As between the Family and the State, Catholic doctrine is fixed. The family is the unit. The parent is the natural authority (auctoritas auctoris). The State is secondary to the family, and especially in the matter of forming a child’s character by education. Now here the State of today flatly contradicts Catholic doctrine. It says to the parent, “What you will for your child must yield to what I will. If our wills are coincident, well and good. If not, yours must suffer. I am master.” At least, so the State speaks to the poorer parent; to the richer it is more polite.

This quotation is directly applicable to the controversy over Abraham Cherrix and his and his parents’ decisions about Abraham’s cancer treatment. I wonder if the Cherrix family has money and that’s why they’ve managed to buck the government so far, or if they’re relatively poor and that’s why the state is giving them such a hard time. Either way, the government judges and social workers are wrong to intervene in what is essentially a family decision.

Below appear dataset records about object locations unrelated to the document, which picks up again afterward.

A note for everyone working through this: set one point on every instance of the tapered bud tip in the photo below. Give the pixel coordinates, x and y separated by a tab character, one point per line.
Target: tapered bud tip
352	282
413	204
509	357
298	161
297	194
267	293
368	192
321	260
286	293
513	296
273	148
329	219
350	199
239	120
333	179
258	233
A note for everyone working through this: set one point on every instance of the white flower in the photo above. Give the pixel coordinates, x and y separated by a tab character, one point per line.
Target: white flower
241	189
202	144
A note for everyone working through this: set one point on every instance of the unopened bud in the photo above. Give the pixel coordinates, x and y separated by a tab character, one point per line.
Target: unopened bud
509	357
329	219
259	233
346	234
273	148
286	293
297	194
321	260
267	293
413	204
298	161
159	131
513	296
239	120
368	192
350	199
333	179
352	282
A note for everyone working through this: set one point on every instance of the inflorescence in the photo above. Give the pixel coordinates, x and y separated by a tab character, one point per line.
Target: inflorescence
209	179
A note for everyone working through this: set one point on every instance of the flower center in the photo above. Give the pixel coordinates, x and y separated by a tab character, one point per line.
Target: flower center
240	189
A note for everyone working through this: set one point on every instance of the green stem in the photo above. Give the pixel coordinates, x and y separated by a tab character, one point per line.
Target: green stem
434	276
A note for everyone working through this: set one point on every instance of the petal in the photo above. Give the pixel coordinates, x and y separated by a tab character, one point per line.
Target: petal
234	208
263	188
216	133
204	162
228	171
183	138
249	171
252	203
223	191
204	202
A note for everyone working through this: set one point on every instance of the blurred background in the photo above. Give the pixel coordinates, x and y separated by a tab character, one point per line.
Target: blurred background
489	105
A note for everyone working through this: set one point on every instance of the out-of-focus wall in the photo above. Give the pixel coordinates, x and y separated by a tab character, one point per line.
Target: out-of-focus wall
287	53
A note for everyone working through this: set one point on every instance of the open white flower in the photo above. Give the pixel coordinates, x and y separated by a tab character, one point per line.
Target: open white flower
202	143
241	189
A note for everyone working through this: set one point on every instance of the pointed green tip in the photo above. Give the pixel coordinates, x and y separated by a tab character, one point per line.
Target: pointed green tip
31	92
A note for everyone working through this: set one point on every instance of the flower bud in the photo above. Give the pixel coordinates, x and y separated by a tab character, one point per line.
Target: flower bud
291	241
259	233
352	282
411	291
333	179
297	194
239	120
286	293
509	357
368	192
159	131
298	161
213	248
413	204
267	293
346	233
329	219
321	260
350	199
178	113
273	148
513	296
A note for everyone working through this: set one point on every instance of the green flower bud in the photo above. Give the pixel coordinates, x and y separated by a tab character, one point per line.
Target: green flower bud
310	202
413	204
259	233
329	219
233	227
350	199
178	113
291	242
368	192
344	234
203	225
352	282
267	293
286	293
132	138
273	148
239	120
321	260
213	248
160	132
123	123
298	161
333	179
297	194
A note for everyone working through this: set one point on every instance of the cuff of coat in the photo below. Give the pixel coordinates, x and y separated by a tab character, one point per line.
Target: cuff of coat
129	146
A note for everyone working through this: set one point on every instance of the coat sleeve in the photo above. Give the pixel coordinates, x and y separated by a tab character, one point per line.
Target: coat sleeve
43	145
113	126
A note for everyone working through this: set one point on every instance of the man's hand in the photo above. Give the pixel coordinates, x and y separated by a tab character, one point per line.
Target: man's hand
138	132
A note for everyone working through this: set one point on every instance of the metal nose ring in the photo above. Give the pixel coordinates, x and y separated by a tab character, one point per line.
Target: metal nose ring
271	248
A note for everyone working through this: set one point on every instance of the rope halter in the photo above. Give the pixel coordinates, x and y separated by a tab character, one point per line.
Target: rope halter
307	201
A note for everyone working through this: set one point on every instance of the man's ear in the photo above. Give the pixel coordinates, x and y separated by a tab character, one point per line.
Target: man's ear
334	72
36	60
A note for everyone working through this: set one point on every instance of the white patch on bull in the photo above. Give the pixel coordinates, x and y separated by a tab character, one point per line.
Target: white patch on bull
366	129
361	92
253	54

Paul Laurence Dunbar, b.1872. Here’s a favorite poem by Dunbar that my mom used to read to me.

To This Great Stage of Fools: Born July 24th

Alexandre Dumas, pere, b.1802. I’m planning to read The Three Musketeers to my urchins this next school year. It’s such a great story.

I’ll let you know how the urchins like it. I expect to have a lot more swordplay going on around here as soon as I do read it–as if Karate Kid didn’t practice his sword and light saber techniques often enough as it is.

Robert Graves, b.1895. I, Claudius is a good novel, but I read that Graves thought of himself more as a poet than a novelist. We read some of his poetry in British literature class last year, but I don’t think my un-war-experienced high schoolers (nor I) appreciated his images and poems of the horrors of WW I too well. I do rather like this image:

Love is a universal migraine.
A bright stain on the vision
Blotting out reason.
“Symptoms of Love,” lines 1-3, from More Poems (1961)

Athos would agree with the idea of love as a migraine. Maybe Aramis would, too.

Amelia Earhart, b.1897. Have you ever seen the picture book Amelia and Eleanor Go For a Ride by Pam Munoz Ryan about how Amelia Earhart gave First Lady Eleanor Roosevelt a ride in her airplane?